Michel Onfray est accusé d'être un antisémite parce qu'il applique son athéisme militant au judaïsme. L'université s'en mêle. Au bûcher l'hérétique !

C'est la nouvelle polémique de l'été. Michel Onfray a publié un long article dans Le Point du 7 juin 2012 pour faire l'éloge du livre de Jean Soler, Qui est Dieu ? (éditions de Fallois). Soler y dénonce les six idées reçues sur les monothéismes et Onfray l'en félicite. Ce livre reprend l'exégèse athée des monothéismes en ciblant tout particulièrement l'Ancien Testament et à la religion juive. En en faisant la promotion, Onfray confirme donc les soupçons de ceux qui l'avaient accusé d'être antisémite quand il avait entrepris de déboulonner la statue de Freud.

J'ai eu l'occasion de dénoncer le mécanisme de ce genre d'équation : un athée est contre la religion. Le judaïsme est une religion. Les antisémites sont contre les juifs. Donc les athées sont antisémites.

On peut critiquer l'approche de Soler et d'Onfray.
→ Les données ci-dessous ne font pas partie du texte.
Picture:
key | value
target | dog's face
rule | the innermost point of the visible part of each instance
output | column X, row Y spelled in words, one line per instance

Les arguments qu'ils utilisent sont aussi utilisés par les racistes contre l'islam pour stigmatiser les versets bellicistes dont s'inspirent les djihadistes. Il est faux de soutenir qu'une critique n'a pas ce genre de conséquence, parce que c'est comme ça que ça marche. Mais prétendre que le djihad est seulement spirituel n'est pas convaincant non plus. Certaines lectures sont plus matérialistes (comme celles d'Onfray, d'ailleurs). C'est vrai pour les musulmans, les chrétiens et les juifs. C'est le rôle de l'idéologie.
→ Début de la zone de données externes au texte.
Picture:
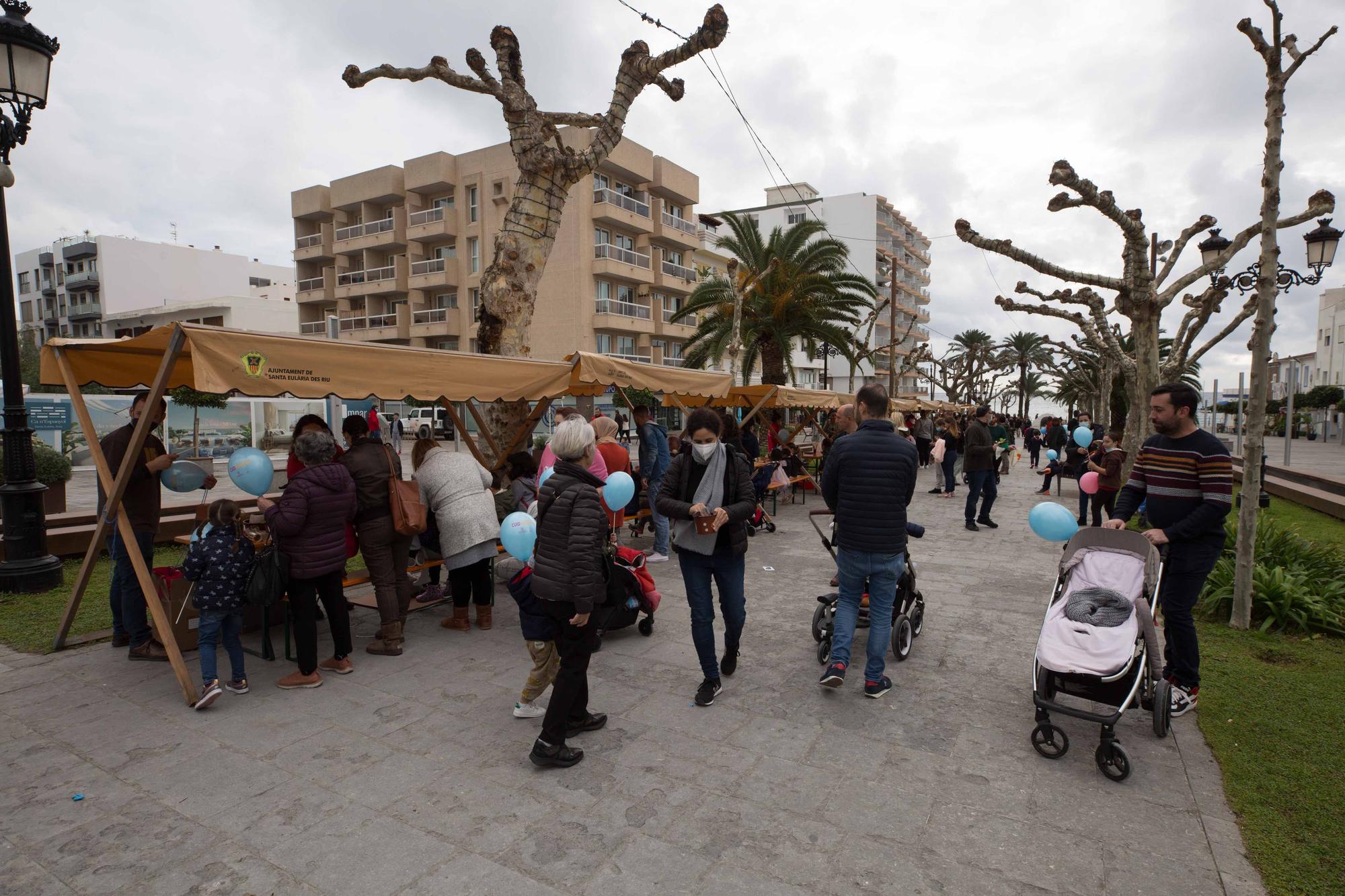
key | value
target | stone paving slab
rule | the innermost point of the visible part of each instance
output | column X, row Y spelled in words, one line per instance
column 411, row 775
Purification terminologique

Ce qui a fait scandale est surtout de parler de « purification ethnique » et de « génocide » à propos de la guerre des juifs bibliques contre Canaan. J'ai parlé ailleurs de « peur des mots » chez les intellectuels. C'est un problème d'actualisation de la terminologie. Voudrait-on que les massacres du passé aient un nom spécial ? Il s'agit ici de « champ sémantique » et le débat est clos. Cette question se pose d'ailleurs à propos de génocides plus récents. On entend dire souvent que le terme juridique de « génocide » n'est pas valable pour ceux antérieurs à la Shoah. C'est du pédantisme pseudo-judiciaire qui oublie que le procès de Nuremberg a été rétroactif lui-même. Les racistes raisonneurs se croient malins en se prévalant de la non-rétroactivité, mais un génocide est un génocide. La science est rétroactive. Si on veut faire dans la subtilité, on peut à la rigueur distinguer les génocides des crimes de guerre. L'erreur juridique était simplement d'avoir déclaré ce génocide imprescriptible. Ce n'était pas nécessaire. D'autant qu'on n'a finalement condamné à mort qu'une cinquantaine de nazis pour avoir massacré des millions de personnes. L'imprescriptibilité fut très indulgente.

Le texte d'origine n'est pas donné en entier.